By Jamie Wiggan
Editor’s note: Since printing, the U.S. Supreme Court dismissed the filing with the following since-sentence order: "The application for injunctive relief presented to Justice Alito and by him referred to the Court is denied."
Two local Republican candidates who appear to have lost their races are holding out hope for a favorable U.S. Supreme Court ruling on a case challenging the constitutionality of mail-in voting across the state.
The suit, jointly filed by Sean Parnell and a handful of other Republicans including Butler County Congressman Mike Kelly, alleges the bipartisan majority of Pennsylvania lawmakers who voted last year to legalize mail-in voting should have first sought a constitutional amendment.
Filed in Commonwealth Court Nov. 21, the case won a favorable ruling there but was quickly overturned by Pennsylvania’s Supreme Court.

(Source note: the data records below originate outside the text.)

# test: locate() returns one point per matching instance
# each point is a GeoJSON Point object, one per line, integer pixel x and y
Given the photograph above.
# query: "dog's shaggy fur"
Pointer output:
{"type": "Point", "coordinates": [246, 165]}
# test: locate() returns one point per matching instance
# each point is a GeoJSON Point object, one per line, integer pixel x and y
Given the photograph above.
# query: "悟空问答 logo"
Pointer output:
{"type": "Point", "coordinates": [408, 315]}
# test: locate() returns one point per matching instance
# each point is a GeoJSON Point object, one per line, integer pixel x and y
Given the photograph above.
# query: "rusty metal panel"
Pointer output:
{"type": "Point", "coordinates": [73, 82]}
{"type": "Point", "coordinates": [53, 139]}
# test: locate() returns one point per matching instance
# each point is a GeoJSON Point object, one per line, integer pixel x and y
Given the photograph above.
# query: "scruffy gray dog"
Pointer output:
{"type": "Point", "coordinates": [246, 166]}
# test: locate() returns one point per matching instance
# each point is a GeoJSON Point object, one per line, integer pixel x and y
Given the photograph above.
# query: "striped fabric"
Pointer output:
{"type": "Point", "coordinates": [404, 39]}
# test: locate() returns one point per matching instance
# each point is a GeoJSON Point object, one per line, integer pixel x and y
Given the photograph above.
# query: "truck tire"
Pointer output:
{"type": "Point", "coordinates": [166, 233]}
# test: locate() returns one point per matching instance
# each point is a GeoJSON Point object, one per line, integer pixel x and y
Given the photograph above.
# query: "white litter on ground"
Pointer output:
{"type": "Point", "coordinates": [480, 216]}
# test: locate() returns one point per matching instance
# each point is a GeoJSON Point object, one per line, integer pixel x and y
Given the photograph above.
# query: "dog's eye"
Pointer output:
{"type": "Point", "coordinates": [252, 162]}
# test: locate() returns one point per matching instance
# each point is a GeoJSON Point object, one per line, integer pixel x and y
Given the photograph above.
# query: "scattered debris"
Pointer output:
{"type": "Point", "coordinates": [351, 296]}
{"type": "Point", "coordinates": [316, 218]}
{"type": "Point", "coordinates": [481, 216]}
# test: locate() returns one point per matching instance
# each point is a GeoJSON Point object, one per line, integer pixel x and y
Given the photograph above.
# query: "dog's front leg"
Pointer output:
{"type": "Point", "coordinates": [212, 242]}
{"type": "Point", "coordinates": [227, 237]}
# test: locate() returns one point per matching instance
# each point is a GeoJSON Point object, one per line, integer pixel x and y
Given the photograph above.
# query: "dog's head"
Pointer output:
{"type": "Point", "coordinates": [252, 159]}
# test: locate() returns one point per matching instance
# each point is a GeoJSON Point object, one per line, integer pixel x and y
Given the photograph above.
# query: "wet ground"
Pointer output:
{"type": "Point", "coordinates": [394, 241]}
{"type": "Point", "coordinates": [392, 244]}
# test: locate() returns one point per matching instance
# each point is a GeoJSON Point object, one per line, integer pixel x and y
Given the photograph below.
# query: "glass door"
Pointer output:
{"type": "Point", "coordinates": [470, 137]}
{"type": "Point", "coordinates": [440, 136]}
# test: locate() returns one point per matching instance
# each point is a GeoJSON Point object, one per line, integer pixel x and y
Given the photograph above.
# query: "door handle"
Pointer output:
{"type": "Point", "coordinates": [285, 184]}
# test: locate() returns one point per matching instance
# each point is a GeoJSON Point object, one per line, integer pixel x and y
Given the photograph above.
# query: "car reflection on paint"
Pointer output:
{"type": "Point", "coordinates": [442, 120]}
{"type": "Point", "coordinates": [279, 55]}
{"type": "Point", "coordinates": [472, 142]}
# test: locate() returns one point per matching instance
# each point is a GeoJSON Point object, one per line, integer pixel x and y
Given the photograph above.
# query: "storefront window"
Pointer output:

Now it rests in the hands of the U.S. Supreme Court, which may decline to hear it.
“We think our chances are better than average for the type of application this is,” said Greg Teufel, lead attorney for the petitioners.
If the case were to prevail, questions would still remain over its implications for the 2020 election, with most states having already certified results and the Electoral College scheduled to convene Dec. 14.
Teufel said his priority is to get the courts to confirm their claims of unconstitutionality, and hopes state officials would then find a way to resolve the current election without disenfranchising the 2.2 million Pennsylvanians who cast mail-in ballots during the general election.
“We are trying to show the fact that the 2020 election was unconstitutional,” he said “…The relief is up to the legislature” and other state officials.
After taking an early lead in his bid to unseat Democrat Conor Lamb from Pennsylvania’s 17th U.S. Congressional District, first-time GOP challenger Sean Parnell ultimately came up several thousand ballots short when absentee ballots were tallied in subsequent days.
Parnell, who has not conceded, issued a press statement Dec. 1 elaborating his arguments.
“[The bill enabling mail-in voting] changes that constitutional standard and effectively establishes universal mail-in voting without going through the required and rigorous process of a constitutional amendment,” according to the statement.
Not a plaintiff on the lawsuit, Republican nominee for the state’s 45th House District Danny DeVito referenced the case in a Nov. 21 tweet stating, “Universal mail-in voting is unconstitutional. I refuse to concede the election!”
In a subsequent statement to Gazette 2.0, DeVito maintained he won’t concede the house race until all Pennsylvania’s election lawsuits are resolved, despite tailing incumbent Anita Kulik by 21-points after Allegheny County certified the results.
“Our position has not changed and we await the outcome of the lawsuits filed regarding both election fraud and the constitutionality of mail-in ballots in Pennsylvania."